Facilitating citizen engagement and participatory governance: initiating outreach programmes, convening ward-level committees, and promoting neighbourhood feedback mechanisms to bring residents into decision-making processes.
Supporting digital-governance initiatives — for example, DMC’s roll-out of a property UIN (Unique Identification Number) system that leverages QR-codes to improve service delivery and tracking.
Ensuring coordination among elected representatives (Mayor, Councillors, Committees) and administrative staff to drive timely execution of projects and services.
Monitoring performance, establishing key performance indicators (KPIs), auditing departmental outcomes and publishing progress updates to maintain public trust.
Managing grievance-redressal, transparency portals, RTI (Right to Information) obligations and other mechanisms of accountability that ensure residents’ enquiries and concerns are addressed.

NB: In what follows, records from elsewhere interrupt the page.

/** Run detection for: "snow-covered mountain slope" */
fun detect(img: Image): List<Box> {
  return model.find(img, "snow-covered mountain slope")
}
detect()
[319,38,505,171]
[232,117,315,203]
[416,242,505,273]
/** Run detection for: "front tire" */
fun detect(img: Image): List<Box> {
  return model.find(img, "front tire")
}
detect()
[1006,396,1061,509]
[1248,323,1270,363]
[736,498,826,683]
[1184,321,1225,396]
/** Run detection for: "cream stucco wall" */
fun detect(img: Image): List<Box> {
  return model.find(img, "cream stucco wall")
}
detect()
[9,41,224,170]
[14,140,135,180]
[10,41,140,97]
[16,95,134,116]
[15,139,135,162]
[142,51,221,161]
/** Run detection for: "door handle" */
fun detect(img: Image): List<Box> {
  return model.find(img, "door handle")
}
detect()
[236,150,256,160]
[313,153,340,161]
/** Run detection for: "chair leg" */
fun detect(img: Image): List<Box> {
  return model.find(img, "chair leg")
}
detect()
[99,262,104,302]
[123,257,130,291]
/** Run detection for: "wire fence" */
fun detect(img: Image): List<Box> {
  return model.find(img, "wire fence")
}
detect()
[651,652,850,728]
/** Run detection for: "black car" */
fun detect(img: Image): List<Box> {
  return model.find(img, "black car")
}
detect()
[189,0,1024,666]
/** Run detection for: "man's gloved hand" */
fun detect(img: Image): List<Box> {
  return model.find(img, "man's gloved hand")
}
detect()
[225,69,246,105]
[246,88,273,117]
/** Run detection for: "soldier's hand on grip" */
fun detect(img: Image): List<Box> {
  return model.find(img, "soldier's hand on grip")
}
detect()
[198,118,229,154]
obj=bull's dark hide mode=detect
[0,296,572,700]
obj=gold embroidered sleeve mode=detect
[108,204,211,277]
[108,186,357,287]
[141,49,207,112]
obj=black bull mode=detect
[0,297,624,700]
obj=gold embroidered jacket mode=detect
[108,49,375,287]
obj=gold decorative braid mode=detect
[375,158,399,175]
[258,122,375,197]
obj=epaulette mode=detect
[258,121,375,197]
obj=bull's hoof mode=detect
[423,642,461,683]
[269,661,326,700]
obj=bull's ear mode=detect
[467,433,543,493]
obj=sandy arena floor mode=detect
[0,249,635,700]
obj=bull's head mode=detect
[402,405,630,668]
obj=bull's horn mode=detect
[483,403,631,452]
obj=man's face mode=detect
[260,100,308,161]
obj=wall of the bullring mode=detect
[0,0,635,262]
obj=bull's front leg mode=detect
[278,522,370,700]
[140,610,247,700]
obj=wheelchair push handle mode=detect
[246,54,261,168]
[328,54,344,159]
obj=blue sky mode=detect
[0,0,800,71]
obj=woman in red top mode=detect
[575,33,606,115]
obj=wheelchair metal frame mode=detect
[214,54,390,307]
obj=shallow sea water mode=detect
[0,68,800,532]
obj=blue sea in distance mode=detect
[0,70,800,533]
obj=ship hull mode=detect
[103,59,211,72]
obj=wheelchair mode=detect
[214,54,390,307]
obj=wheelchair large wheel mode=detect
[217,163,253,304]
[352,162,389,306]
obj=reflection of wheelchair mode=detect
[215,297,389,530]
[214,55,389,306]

Capacity-building of municipal staff and council members in governance best practices: training in areas such as municipal finance, committee procedures and citizen-interaction.
Vision
To build a Dibrugarh where municipal governance is open, responsive and collaborative — where every resident has access to clear information, a voice in decisions, and confidence that public resources are managed fairly for the common good.
Our Commitment
Uphold transparency: publishing clear data on policies, budgets, audits and decisions in an accessible format for citizens.
Promote participation: engaging neighbourhoods, resident welfare associations, self‐help groups and vendors in planning, monitoring and feedback loops.
Drive responsiveness: ensuring that queries, complaints and service-requests are acted upon efficiently and tracked to closure.
Foster ethical and professional administration: adopting contemporary governance standards, strengthening internal oversight and reducing red-tape.
Support digital transformation: using technology and data to simplify services, improve citizen access and strengthen institutional capacity.